The seven hardest-hit balls in the game all came from AL East players, and the division’s hitters accounted for all of the league’s runs, with each team contributing. Toronto’s Guerrero and Tampa Bay’s Mike Zunino hit solo homers, New York’s Aaron Judge scored after a walk, Toronto’s Teoscar Hernández scored after a double, and Baltimore’s Cedric Mullins II scored after reaching on an error. (The play was initially ruled an infield single before being changed, in a harsh decision from the official scorer.) Meanwhile, Boston’s Xander Bogaerts and Toronto’s Marcus Semien drove in a run apiece despite not scoring themselves.

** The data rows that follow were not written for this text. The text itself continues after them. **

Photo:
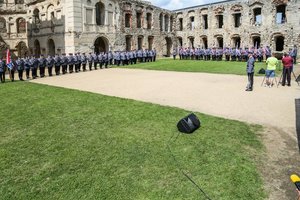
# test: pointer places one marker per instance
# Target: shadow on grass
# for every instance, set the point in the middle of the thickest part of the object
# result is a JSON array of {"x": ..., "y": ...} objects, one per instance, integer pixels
[{"x": 297, "y": 102}]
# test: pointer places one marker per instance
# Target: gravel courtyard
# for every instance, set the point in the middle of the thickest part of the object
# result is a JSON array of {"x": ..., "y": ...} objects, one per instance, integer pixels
[{"x": 218, "y": 95}]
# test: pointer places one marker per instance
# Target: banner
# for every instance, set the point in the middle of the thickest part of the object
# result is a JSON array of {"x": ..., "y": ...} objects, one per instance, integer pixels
[{"x": 9, "y": 64}]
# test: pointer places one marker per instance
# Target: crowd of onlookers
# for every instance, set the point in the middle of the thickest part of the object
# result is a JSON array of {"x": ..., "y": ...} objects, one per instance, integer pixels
[
  {"x": 71, "y": 63},
  {"x": 229, "y": 54}
]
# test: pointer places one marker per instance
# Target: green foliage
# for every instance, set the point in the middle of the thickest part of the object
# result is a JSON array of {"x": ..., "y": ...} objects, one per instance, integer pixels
[
  {"x": 65, "y": 144},
  {"x": 217, "y": 67}
]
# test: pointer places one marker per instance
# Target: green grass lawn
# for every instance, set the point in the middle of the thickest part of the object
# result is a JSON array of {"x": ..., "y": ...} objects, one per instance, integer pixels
[
  {"x": 217, "y": 67},
  {"x": 65, "y": 144}
]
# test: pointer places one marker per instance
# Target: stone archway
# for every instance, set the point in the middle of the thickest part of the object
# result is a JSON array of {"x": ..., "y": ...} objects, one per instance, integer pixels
[
  {"x": 51, "y": 47},
  {"x": 236, "y": 41},
  {"x": 22, "y": 49},
  {"x": 37, "y": 48},
  {"x": 101, "y": 45},
  {"x": 169, "y": 46}
]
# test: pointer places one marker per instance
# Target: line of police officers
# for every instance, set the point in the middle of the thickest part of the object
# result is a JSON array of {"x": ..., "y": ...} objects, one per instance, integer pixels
[
  {"x": 74, "y": 62},
  {"x": 233, "y": 54}
]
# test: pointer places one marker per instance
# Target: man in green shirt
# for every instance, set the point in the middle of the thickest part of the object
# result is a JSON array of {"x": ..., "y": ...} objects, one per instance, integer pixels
[{"x": 272, "y": 63}]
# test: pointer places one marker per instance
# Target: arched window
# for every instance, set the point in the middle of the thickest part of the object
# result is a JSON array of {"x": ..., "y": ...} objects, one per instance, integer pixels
[
  {"x": 36, "y": 16},
  {"x": 100, "y": 13},
  {"x": 127, "y": 20},
  {"x": 167, "y": 23},
  {"x": 149, "y": 20},
  {"x": 2, "y": 25},
  {"x": 281, "y": 14},
  {"x": 161, "y": 22},
  {"x": 257, "y": 16},
  {"x": 18, "y": 1},
  {"x": 50, "y": 12},
  {"x": 279, "y": 41},
  {"x": 21, "y": 25}
]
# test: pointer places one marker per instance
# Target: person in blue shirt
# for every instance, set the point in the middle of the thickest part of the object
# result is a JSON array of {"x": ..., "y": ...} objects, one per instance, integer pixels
[{"x": 250, "y": 71}]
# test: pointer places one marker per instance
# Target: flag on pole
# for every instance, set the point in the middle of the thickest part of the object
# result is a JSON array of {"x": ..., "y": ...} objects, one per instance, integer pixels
[{"x": 9, "y": 63}]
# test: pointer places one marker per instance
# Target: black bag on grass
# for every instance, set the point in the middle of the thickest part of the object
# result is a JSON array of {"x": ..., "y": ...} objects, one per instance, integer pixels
[{"x": 262, "y": 71}]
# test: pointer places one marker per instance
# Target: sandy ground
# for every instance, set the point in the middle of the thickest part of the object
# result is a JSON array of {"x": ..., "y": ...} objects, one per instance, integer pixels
[{"x": 219, "y": 95}]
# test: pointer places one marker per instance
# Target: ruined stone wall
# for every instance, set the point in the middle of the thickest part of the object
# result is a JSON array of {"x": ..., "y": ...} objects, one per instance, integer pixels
[
  {"x": 65, "y": 26},
  {"x": 11, "y": 15},
  {"x": 268, "y": 31}
]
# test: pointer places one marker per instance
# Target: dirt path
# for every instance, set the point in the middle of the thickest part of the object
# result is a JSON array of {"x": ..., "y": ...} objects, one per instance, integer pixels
[{"x": 219, "y": 95}]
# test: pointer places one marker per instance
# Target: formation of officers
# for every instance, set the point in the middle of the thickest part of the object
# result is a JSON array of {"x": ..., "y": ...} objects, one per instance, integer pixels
[
  {"x": 73, "y": 63},
  {"x": 233, "y": 54}
]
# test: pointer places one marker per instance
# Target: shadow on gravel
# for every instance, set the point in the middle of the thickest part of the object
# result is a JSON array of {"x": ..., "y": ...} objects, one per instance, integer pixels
[{"x": 297, "y": 102}]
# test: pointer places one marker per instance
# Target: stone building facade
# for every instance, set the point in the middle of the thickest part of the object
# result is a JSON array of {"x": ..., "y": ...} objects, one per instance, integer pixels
[{"x": 37, "y": 27}]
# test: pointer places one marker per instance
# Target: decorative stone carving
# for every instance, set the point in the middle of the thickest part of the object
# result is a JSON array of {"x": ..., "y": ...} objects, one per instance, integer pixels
[
  {"x": 279, "y": 2},
  {"x": 237, "y": 8},
  {"x": 2, "y": 25},
  {"x": 219, "y": 10}
]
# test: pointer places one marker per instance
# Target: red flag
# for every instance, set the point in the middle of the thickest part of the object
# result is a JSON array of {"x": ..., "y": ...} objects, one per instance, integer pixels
[
  {"x": 9, "y": 64},
  {"x": 7, "y": 56}
]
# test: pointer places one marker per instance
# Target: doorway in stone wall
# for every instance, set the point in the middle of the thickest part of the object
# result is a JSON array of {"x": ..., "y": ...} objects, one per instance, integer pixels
[{"x": 101, "y": 45}]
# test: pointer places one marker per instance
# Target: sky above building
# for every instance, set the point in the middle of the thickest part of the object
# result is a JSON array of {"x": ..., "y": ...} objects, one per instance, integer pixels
[{"x": 178, "y": 4}]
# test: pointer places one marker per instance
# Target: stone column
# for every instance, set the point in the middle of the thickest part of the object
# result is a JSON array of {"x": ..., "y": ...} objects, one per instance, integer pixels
[
  {"x": 94, "y": 16},
  {"x": 163, "y": 23}
]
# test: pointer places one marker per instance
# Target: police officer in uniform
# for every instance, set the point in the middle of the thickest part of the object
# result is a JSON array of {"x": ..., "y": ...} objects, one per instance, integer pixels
[
  {"x": 110, "y": 58},
  {"x": 64, "y": 63},
  {"x": 71, "y": 63},
  {"x": 76, "y": 62},
  {"x": 27, "y": 67},
  {"x": 20, "y": 68},
  {"x": 123, "y": 57},
  {"x": 95, "y": 59},
  {"x": 12, "y": 71},
  {"x": 42, "y": 65},
  {"x": 50, "y": 63},
  {"x": 79, "y": 61},
  {"x": 90, "y": 61},
  {"x": 83, "y": 61},
  {"x": 34, "y": 63},
  {"x": 105, "y": 60},
  {"x": 2, "y": 70}
]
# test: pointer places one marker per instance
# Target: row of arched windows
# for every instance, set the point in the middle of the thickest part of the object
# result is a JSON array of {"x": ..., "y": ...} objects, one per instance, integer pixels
[{"x": 20, "y": 25}]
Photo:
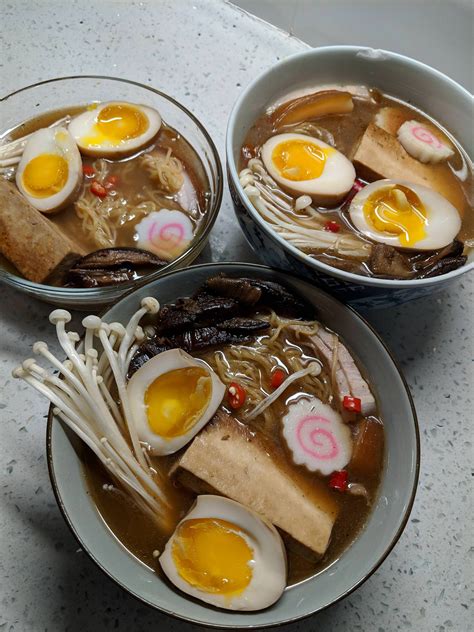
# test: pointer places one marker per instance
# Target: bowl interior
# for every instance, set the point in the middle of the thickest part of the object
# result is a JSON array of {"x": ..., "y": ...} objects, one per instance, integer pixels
[
  {"x": 72, "y": 91},
  {"x": 358, "y": 561},
  {"x": 401, "y": 77}
]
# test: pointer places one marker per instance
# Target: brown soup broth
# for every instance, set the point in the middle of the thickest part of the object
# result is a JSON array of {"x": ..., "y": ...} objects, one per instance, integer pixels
[
  {"x": 134, "y": 185},
  {"x": 141, "y": 537},
  {"x": 347, "y": 131}
]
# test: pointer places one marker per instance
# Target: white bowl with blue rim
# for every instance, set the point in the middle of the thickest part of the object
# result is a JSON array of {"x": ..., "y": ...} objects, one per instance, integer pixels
[{"x": 399, "y": 76}]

Loser: The National League
OK, sure, the results don’t matter, but the NL’s ongoing inferiority in this game—even without stakes, even in an exhibition format, even in a small sample—astonishes. In terms of star power, the National League has the preponderance of the majors’ most exciting young talents, as well as a majority of the best starting pitchers this season. Yet the NL lost again, as it has in every All-Star Game since 2012; the NL’s last victory came so long ago that the Astros were still an NL team at the time.
Going back further, the senior circuit has won just three times since 1996. It’s not as if the games aren’t close: Each of the past eight losses has come by three runs or fewer. But the NL can’t ever seem to break through against the AL’s pitchers. In the most important at-bats in Tuesday’s game, Kris Bryant struck out with two men in scoring position to end the sixth inning, then lined out on a 3-0 pitch with the bases loaded to end the eighth.
The NL All-Star squad is now approaching historically futile territory. The NL won a record 11 consecutive games from 1972 to 1982, while the AL won 12 games with an interrupting tie from 1997 to 2009. At least an NL team wins the World Series about half the time.